DUP Prepared To Quit Stormont Over Provisional IRA Claims

DUP Prepared To Quit Stormont Over Provisional IRA Claims

The Democratic Unionists have warned they are prepared to pull the plug on Northern Ireland's power-sharing government over claims the Provisional IRA still exists.

DUP MP Jeffrey Donaldson said his party would not hesitate to act unilaterally if others did not support any future move to exclude Sinn Fein from the coalition administration.

A DUP delegation will meet Northern Ireland Secretary Theresa Villiers in Belfast later to discuss the furore sparked by a recent murder in the city and a police assessment that Provisional IRA members were involved.

The DUP's main electoral rivals, the Ulster Unionists, are set to resign from the Stormont Executive next week over the revelations.

While the dramatic walkout by one of the three minor coalition partners will not automatically trigger the collapse of the administration, it does throw its future into serious doubt, as it mounts pressure on the DUP to follow suit.

If the DUP - Northern Ireland's largest party - left the Executive, it would fold immediately.

A bid by the DUP to exclude Sinn Fein from the administration would need the support of Ms Villiers and other Executive parties.

But in the absence of obtaining that backing, the DUP could bring down the institutions by resigning its First Minister post held by Peter Robinson.

Mr Donaldson said the only people punished by the UUP move were its voters

"They are excluded from the government, not Sinn Fein," he said.

"It is only the DUP who can now deal with this issue, sadly."

Mr Donaldson told Radio 4's Today Programme: "We are going to move to exclude Sinn Fein from the government. We believe the people who should be punished here are the people who have done wrong, not the people who have stood by their pledges, who uphold the rule of law and who support democracy.

"In the end, if the other parties are not prepared to support the exclusion of Sinn Fein then we will act unilaterally and if that means that we have a period in Northern Ireland where we don't have a government until we resolve and sort out these issues then so be it."

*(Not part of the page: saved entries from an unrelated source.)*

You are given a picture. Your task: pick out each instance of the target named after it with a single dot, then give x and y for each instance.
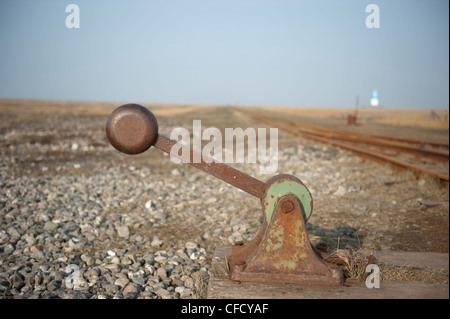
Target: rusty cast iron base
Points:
(282, 253)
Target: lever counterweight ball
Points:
(132, 129)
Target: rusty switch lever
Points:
(281, 251)
(132, 129)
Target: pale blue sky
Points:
(251, 52)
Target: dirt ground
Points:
(411, 225)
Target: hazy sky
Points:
(251, 52)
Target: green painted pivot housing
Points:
(279, 189)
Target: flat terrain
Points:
(68, 198)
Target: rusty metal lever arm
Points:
(132, 129)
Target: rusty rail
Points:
(350, 145)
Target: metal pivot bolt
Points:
(288, 207)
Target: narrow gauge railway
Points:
(401, 153)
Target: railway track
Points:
(401, 153)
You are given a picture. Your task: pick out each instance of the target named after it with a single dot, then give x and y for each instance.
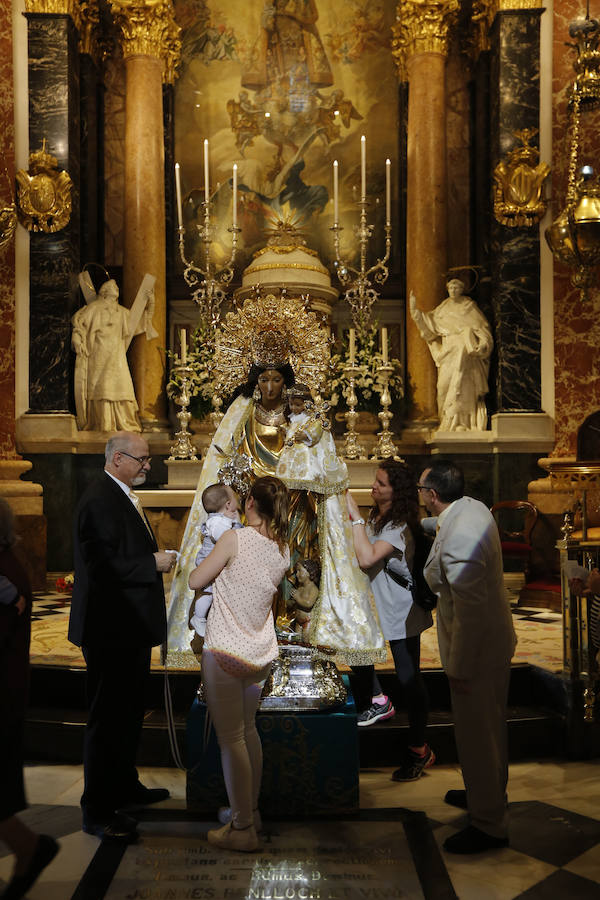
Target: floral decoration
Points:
(367, 385)
(64, 584)
(200, 357)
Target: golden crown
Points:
(271, 330)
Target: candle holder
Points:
(360, 293)
(352, 448)
(183, 447)
(385, 445)
(217, 414)
(208, 283)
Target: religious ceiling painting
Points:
(283, 89)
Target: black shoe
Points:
(456, 798)
(118, 827)
(377, 712)
(473, 840)
(45, 851)
(143, 796)
(414, 765)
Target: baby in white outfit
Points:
(222, 505)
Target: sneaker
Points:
(228, 838)
(414, 765)
(224, 817)
(377, 712)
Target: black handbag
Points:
(422, 594)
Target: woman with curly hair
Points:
(386, 544)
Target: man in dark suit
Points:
(117, 616)
(477, 640)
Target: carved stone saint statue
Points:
(460, 341)
(102, 331)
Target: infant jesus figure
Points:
(308, 575)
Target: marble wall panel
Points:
(458, 139)
(114, 161)
(576, 322)
(92, 163)
(54, 114)
(514, 252)
(7, 253)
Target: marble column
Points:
(420, 48)
(24, 497)
(515, 252)
(54, 114)
(148, 36)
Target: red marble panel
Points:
(576, 323)
(7, 253)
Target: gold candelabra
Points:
(385, 445)
(360, 293)
(183, 447)
(208, 283)
(353, 449)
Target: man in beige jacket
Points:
(477, 641)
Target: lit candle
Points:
(335, 192)
(234, 195)
(182, 347)
(388, 192)
(206, 180)
(178, 191)
(363, 168)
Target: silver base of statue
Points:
(300, 680)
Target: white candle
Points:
(206, 179)
(363, 168)
(178, 191)
(234, 195)
(335, 192)
(182, 347)
(388, 192)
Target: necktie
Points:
(137, 503)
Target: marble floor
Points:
(392, 851)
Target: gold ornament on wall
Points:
(518, 184)
(8, 218)
(44, 194)
(574, 236)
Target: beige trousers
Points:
(232, 703)
(481, 741)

Announcing the UUP walkout on Wednesday, party leader Mike Nesbitt claimed trust in Sinn Fein had been shattered and his party has no option other than to withdraw from the coalition and form an opposition in the Assembly.

Sinn Fein has accused the UUP of contriving a crisis in a bid to outflank the DUP ahead of next year's Assembly poll.

At the weekend, Police Service of Northern Ireland (PSNI) Chief Constable George Hamilton said that the IRA still exists, but is not engaged in terrorism - instead pursuing peaceful, political republicanism.

But the PSNI also said some Provisional IRA members were involved in the murder earlier this month of former IRA man Kevin McGuigan, 53, in co-operation with a group styling itself Action Against Drugs. Detectives said there is no evidence the killing was sanctioned by the IRA leadership.

Mr McGuigan was suspected by some in the republican movement of involvement in the murder of former IRA leader Gerard "Jock" Davison in Belfast three months ago.

Police believe his killing was a revenge attack by Mr Davison's republican associates.

It is almost 20 years since the Provisional IRA's last ceasefire and a decade on from the supposed decommissioning of its weapons.

The UUP's one minister in an administration made up of 13 ministers and two junior ministers will resign next week if Mr Nesbitt's recommendation is supported by the party's ruling executive on Saturday - an endorsement that is widely expected.

An Ulster Unionist exit from the Executive would be highly symbolic given the party was one of the architects of the 1998 Good Friday peace agreement that paved the way for nationalists and unionists to share power.

The accord did not envisage an Assembly with an official opposition.